Let's compare how well our embeddings capture semantic relationships by testing with related queries.

In [9]:
# Define semantically related queries
related_queries = [
    "What is HRV?",
    "How is heart rate variability measured?",
    "What factors affect heart rate variability?",
    "How does HRV relate to stress?",
    "Can HRV predict overtraining?"
]

# Generate embeddings
related_embeddings = embedder.embed_query(related_queries)

# Calculate similarity between queries
query_similarity = cosine_similarity(related_embeddings)

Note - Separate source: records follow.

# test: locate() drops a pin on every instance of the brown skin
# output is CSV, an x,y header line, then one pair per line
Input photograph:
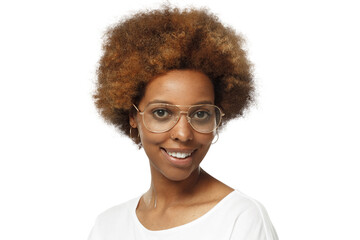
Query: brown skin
x,y
151,43
182,193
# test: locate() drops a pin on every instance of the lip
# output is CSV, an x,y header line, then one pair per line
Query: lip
x,y
178,162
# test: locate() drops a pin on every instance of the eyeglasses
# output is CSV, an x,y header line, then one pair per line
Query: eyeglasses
x,y
161,117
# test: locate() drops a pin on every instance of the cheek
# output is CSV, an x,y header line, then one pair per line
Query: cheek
x,y
149,138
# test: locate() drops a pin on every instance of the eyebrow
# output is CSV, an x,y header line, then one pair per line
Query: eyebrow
x,y
167,102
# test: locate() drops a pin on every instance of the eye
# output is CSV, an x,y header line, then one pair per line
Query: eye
x,y
201,115
161,113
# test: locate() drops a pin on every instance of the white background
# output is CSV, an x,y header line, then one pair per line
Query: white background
x,y
296,151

# Visualize query similarity
plt.figure(figsize=(10, 8))
sns.heatmap(query_similarity, annot=True, cmap='Blues', vmin=0, vmax=1,
            xticklabels=[q[:20] + '...' for q in related_queries],
            yticklabels=[q[:20] + '...' for q in related_queries])
plt.title('Semantic Similarity Between Related Queries', fontsize=16)
plt.tight_layout()
plt.savefig(OUTPUT_DIR / "query_semantic_similarity.png", dpi=300)
plt.show()

## Conclusion

In this notebook, we've visualized and analyzed the embedding space of our document corpus. Key findings include:

1. **Document Clustering**: We identified natural clusters in our document space that largely align with the document categories.

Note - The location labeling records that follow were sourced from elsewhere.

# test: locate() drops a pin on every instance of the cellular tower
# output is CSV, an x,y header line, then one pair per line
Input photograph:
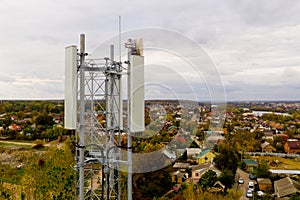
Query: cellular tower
x,y
94,110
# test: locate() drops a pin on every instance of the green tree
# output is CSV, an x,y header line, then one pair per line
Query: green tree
x,y
227,178
262,171
208,179
50,176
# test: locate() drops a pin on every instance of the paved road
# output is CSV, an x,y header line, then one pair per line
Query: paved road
x,y
18,143
241,174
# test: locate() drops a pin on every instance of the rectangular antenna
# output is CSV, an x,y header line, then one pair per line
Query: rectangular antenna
x,y
137,105
70,115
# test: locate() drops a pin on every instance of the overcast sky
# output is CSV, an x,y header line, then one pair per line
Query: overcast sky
x,y
254,44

2. **Query-Document Relationships**: We visualized how different queries relate to our documents, showing which documents are most semantically similar to specific queries.

3. **Embedding Quality**: We evaluated the quality of our embeddings by examining how well they capture semantic relationships between related queries.

These visualizations provide valuable insights into the behavior of our retrieval system and can help identify areas for improvement.